Re: [PATCH 2/2] bcachefs: Buffered write path now can avoid the inode lock

From: Kent Overstreet <kent.overstreet@linux.dev>
To: Linus Torvalds <torvalds@linux-foundation.org>
Cc: linux-bcachefs@vger.kernel.org, linux-fsdevel@vger.kernel.org,
	 david@fromorbit.com, mcgrof@kernel.org, hch@lst.de,
	willy@infradead.org
Subject: Re: [PATCH 2/2] bcachefs: Buffered write path now can avoid the inode lock
Date: Thu, 29 Feb 2024 02:42:12 -0500	[thread overview]
Message-ID: <z3zxghw5yok5qftgj7pygfrspwwiadcrg73cbvr3okwoti7tho@zwmw2naayz5c> (raw)
In-Reply-To: <CAHk-=whf9HsM6BP3L4EYONCjGawAV=X0aBDoUHXkND4fpqB2Ww@mail.gmail.com>

On Wed, Feb 28, 2024 at 11:20:44PM -0800, Linus Torvalds wrote:
> On Wed, 28 Feb 2024 at 22:30, Kent Overstreet <kent.overstreet@linux.dev> wrote:
> >
> > Non append, non extending buffered writes can now avoid taking the inode
> > lock.
> 
> I think this is buggy.
> 
> I think you still need to take the inode lock *shared* for the writes,
> because otherwise you can have somebody else that truncates the file
> and now you will do a write past the end of the size of the file.

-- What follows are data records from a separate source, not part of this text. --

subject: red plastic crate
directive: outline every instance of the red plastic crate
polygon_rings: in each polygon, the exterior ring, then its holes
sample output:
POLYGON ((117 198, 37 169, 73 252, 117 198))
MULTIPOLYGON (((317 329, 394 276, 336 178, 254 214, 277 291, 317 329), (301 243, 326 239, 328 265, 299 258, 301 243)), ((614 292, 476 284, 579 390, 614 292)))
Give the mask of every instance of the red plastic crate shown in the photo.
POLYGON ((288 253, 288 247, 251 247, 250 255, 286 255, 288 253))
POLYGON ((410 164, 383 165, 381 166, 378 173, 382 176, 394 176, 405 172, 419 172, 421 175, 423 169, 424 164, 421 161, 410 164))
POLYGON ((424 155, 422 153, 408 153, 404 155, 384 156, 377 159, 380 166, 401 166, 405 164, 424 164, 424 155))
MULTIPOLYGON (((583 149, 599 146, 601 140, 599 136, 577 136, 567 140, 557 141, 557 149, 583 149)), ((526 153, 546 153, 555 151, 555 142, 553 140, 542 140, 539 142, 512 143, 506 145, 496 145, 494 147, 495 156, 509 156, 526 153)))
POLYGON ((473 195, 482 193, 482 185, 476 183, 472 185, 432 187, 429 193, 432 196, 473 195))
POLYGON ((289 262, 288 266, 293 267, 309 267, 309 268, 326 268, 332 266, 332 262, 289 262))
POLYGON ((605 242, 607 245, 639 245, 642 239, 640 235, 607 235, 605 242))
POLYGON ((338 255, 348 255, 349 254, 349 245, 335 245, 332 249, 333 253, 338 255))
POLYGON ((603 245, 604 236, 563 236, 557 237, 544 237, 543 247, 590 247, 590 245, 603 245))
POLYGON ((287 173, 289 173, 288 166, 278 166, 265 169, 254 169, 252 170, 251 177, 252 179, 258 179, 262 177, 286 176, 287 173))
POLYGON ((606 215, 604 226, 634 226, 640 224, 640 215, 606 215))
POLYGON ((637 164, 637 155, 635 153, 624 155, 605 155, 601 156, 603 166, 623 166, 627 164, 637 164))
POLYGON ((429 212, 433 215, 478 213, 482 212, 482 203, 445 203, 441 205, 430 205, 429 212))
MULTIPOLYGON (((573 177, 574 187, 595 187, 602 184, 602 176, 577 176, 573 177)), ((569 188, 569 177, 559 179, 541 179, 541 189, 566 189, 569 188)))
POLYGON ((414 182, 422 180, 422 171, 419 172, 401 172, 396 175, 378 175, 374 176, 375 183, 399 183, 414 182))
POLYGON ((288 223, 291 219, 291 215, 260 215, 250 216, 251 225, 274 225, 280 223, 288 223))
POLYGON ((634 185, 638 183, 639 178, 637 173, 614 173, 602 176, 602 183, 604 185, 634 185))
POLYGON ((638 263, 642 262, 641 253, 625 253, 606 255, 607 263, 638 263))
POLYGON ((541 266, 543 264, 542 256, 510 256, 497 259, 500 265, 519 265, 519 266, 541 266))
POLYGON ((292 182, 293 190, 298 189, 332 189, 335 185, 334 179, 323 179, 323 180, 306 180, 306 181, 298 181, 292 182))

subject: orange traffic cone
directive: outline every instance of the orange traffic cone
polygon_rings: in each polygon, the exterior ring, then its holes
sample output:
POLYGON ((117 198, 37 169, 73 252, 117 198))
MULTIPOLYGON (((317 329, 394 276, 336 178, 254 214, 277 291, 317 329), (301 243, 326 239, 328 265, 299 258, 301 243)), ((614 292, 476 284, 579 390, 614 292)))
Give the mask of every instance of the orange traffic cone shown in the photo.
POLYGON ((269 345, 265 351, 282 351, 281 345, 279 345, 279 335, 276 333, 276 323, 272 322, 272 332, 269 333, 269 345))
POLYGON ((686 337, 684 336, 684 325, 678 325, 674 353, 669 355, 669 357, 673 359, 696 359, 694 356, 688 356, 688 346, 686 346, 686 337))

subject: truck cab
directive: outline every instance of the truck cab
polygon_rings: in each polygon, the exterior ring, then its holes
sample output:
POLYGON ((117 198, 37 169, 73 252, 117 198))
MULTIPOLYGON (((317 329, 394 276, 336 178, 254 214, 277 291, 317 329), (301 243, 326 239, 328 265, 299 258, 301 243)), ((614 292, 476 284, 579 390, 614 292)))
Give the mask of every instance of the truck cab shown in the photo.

That
> will cause a lot of issues.
> 
> So it's not a "inode_lock or not" situation. I think it's a
> "inode_lock vs inode_locks_shared" situation.
> 
> Note that the reading side isn't all that critical - if a read races
> with a truncate, at worst it will read some zeroes because we used the
> old length and the page cache got cleared in the meantime.
> 
> But the writing side ends up having actual consistency issues on disk.
> You don't want to have a truncate that removes the pages past the end
> of the new size and clears the end of the new last page, and race with
> another write that used the old size and *thought* it was writing to
> the middle of the file, but is now actually accessing a folio that is
> past the end of the whole file and writing to it.
> 
> There may be some reason that I'm missing that would make this a
> non-issue, but I really think you want to get the inode lock at least
> shared for the duration of the write.

It's even mentioned in one of the comments - bcachefs's pagecache add
lock guards against that. The rules for that lock are

 - things that add to the pagecache take the add side of that lock
 - things that remove the pagecache take the block side of that lock

I added that so that we wouldn't have pagecache inconsistency issues
with dio and mmap'd IO - without it anything that needs to shoot down
the pagecache while it's doing IO that bypasses the pagecache is buggy
(fpunch, fcollapse...).

> Also note that for similar reasons, you can't just look at "will I
> extend the file" and take the lock non-shared. No, in order to
> actually trust the size, you need to *hold* the lock, so the logic
> needs to be something like
> 
>  - take the lock exclusively if O_APPEND or if it *looks* like you
> might extend the file size.
> 
>  - otherwise, take the shared lock, and THEN RE-CHECK. The file size
> might have changed, so now you need to double-check that you're really
> not going to extend the size of the file, and if you are, you need to
> go back and take the inode lock exclusively after all.

That one - yes.

pagecache add lock was also supposed to handle that because anything
that changes i_size downward needs pagecache block, but I moved where we
take that lock for lock ordering reasons, and I really didn't need
too...

I'm undecided on that one. I dislike using pagecache add lock to guard
i_size because that's really not what it's for, but I also hate hitting
the inode lock if we don't actually need it.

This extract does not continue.